Open Capsular Repair with Dermal allograft and tarsal tunnel release in the treatment of Tarsal Tunnel Syndrome in a Young Collegiate Athlete: A Case Report

Author:

Ubanwa Bryan N1ORCID,Emukah Chimobi C2,Heath David M1,Chapentier Marie T1,Cone Robert O3,Kenneth-Nwosa Kenneth1,Bartush Katherine C1

Affiliation:

1. University of Texas Health Science Center San Antonio Joe and Teresa Lozano Long School of Medicine, San Antonio, TX, USA

2. Department of Orthopaedic Surgery, University of Texas Health Science Center San Antonio, San Antonio, TX, USA

3. Department of Radiology, University of Texas Health Science Center San Antonio, San Antonio, TX, USA

Abstract

Tarsal tunnel syndrome is an entrapment neuropathy of the posterior tibial nerve beneath the flexor retinaculum that can be precipitated by either intrinsic or extrinsic factors.
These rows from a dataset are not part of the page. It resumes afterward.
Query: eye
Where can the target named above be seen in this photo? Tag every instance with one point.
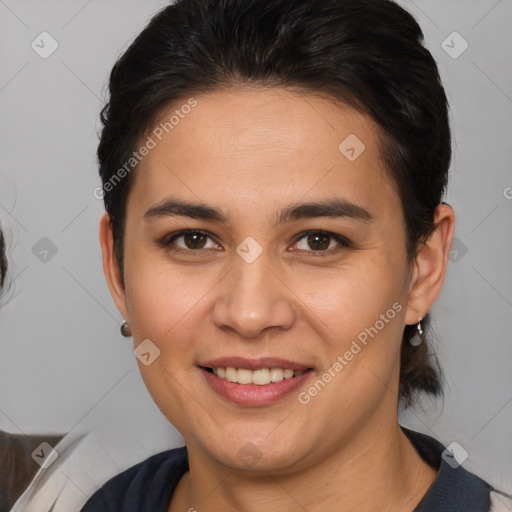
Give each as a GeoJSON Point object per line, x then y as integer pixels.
{"type": "Point", "coordinates": [321, 241]}
{"type": "Point", "coordinates": [189, 240]}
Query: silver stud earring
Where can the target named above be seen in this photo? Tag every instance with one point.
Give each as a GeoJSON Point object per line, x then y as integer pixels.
{"type": "Point", "coordinates": [125, 329]}
{"type": "Point", "coordinates": [417, 340]}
We report a unique case of a posterior medial ankle joint capsular defect with localized fluid extravasation between the flexor digitorum longus and flexor hallucis longus leading to symptoms consistent with tarsal tunnel syndrome in a collegiate tennis player. This patient is a 19-year-old female with no past medical history who presented with symptoms consistent with tarsal tunnel syndrome. After confirmation with magnetic resonance imaging, the patient underwent capsular reconstruction with dermal allograft in combination with a tarsal tunnel release. The patient had improvement in pain and recovery of paresthesia 3 months postoperatively. At the latest follow-up of 1 year postoperatively, the patient has not had a recurrence of symptoms and has returned to the same level of competitive play. Many different causes of tarsal tunnel syndrome are described in the literature, but to our knowledge, there is no current literature that describes a defect in the tibiotalar joint capsule as a cause of tarsal tunnel syndrome.